SHORTSVILLE — At first glance, the gathering outside St. Dominic Church Aug. 4 looked like a typical summer event. There was an ice cream truck, meat sizzling on a grill, adults chatting under a tent and children playing cornhole on the lawn.
The picnic, as well as the Mass that preceded it, had a very specific purpose, however, according to Janene Loughran, one of the event’s organizers.
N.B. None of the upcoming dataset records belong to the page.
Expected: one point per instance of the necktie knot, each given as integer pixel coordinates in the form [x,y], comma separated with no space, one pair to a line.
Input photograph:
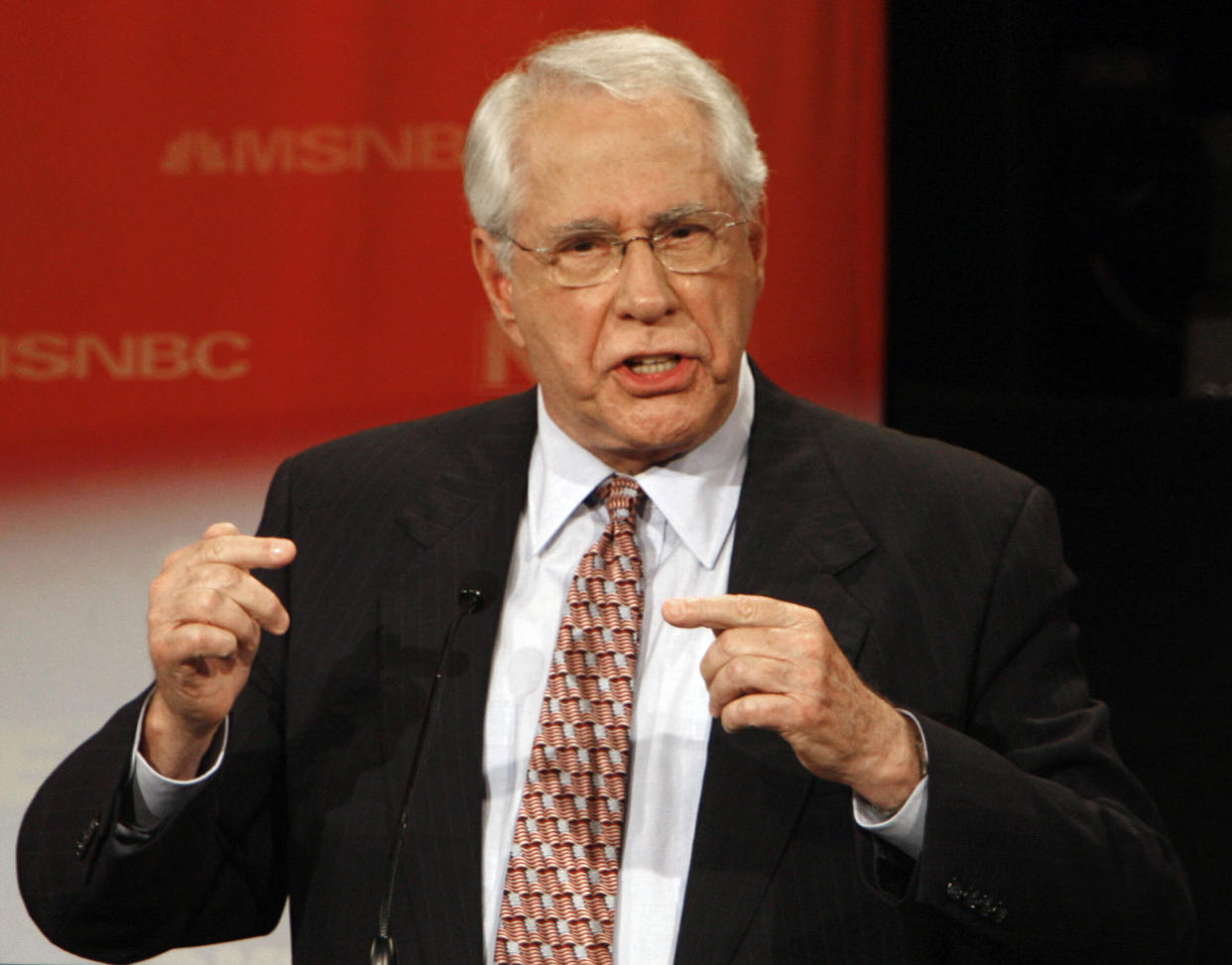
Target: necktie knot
[622,497]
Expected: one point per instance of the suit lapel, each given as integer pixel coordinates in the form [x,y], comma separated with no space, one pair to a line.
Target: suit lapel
[795,533]
[462,523]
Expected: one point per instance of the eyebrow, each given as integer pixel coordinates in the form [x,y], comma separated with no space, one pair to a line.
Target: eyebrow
[658,219]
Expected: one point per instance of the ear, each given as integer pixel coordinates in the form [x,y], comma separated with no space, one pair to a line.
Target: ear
[758,242]
[497,285]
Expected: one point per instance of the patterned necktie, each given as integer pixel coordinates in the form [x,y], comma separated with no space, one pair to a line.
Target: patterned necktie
[560,883]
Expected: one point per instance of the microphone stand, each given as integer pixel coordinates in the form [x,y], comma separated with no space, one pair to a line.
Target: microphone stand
[469,600]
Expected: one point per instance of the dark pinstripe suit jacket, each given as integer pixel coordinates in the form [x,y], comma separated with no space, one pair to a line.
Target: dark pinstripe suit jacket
[937,572]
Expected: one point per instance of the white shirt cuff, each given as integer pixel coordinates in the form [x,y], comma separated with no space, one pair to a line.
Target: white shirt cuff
[905,828]
[157,797]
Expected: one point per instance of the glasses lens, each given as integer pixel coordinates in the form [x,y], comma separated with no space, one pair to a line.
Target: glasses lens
[693,244]
[585,259]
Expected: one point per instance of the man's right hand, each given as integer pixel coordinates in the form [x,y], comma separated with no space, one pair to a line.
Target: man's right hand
[206,616]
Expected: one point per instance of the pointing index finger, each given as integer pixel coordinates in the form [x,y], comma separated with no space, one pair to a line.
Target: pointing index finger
[247,552]
[731,610]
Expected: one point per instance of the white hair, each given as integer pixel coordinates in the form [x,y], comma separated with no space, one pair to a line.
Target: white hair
[630,64]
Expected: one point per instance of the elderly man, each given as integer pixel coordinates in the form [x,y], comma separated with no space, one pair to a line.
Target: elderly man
[810,694]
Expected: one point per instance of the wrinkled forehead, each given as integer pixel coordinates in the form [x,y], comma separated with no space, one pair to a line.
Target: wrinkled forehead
[581,152]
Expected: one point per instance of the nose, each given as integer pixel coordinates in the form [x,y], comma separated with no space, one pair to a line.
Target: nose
[643,286]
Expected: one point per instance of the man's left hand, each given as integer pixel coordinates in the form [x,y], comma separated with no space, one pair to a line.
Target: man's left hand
[775,664]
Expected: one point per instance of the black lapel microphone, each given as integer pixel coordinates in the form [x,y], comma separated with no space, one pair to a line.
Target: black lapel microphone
[478,589]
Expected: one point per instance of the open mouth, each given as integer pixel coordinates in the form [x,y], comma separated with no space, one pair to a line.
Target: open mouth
[652,364]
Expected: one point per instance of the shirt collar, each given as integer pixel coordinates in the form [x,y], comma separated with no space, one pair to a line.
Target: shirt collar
[697,492]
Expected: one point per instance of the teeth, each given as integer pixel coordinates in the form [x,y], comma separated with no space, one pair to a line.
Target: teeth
[653,364]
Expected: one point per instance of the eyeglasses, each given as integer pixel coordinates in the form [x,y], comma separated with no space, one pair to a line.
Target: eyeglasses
[687,245]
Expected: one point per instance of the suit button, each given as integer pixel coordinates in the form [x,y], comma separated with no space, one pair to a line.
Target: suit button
[87,834]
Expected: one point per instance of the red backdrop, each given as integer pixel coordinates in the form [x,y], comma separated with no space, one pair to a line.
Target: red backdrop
[237,228]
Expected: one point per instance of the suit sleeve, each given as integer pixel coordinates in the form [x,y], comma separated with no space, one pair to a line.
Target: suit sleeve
[215,872]
[1038,839]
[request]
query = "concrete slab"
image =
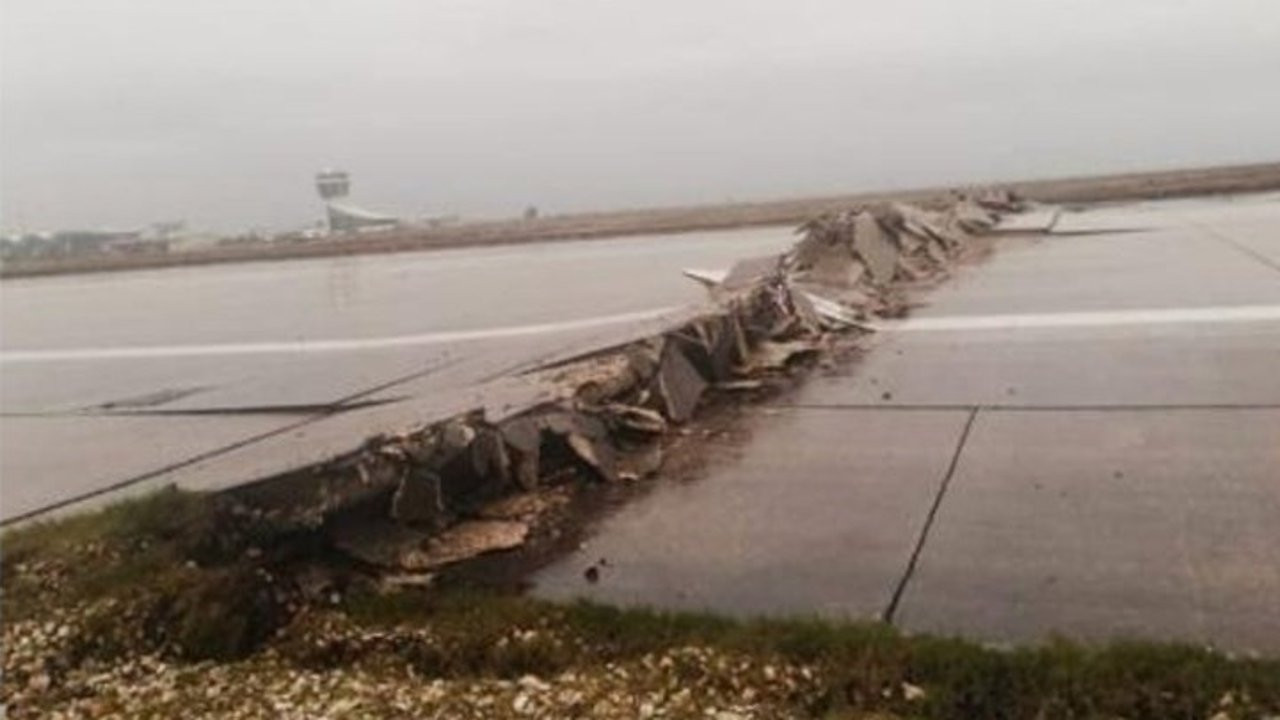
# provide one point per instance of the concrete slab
(1174, 364)
(49, 459)
(1109, 524)
(819, 514)
(1173, 268)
Catholic families meet, demonstrate prayerful support for diocesan seminarians
“The Mass and picnic is a way to recognize the courage of the men entering seminary and the gratitude we have to them and our priests,” said Loughran, noting that current seminarians were invited to the event. “The seminarians get to meet the families … so they know when they’re out of the diocese and away at seminary, their church family back home is praying for them.”
George Bastedo IV, who hails from St. Joseph the Worker Parish in Clyde, Savannah and Lyons, is one of the four men currently studying to become a priest for the Diocese of Rochester. The knowledge that so many people are praying for him is very encouraging, said Bastedo, who in September will begin his third year at St. John’s Seminary in Brighton, Mass.
“I think everyone has days when they think, am I doing the right thing? It’s very awe-inspiring to know I have all these people praying for me,” Bastedo said.
In addition to providing prayerful support for seminarians, those present at the Aug. 4 Mass also were praying for an increase in future vocations to the priesthood, noted Loughran, who belongs to St. Jerome Parish in East Rochester.
Catholics need to pray “fervently, without end” for an increase in vocations to the priesthood and religious life, agreed Father Aaron Kelly, who celebrated the Mass in Shortsville just weeks after his own July 2 ordination. The Aug. 4 Mass took place on the feast day of St. John Vianney, who is the patron saint of parish priests, Father Kelly told the more than 200 people present at the Mass at St. Dominic Church, which is one of the three worship sites of St. Peter Parish.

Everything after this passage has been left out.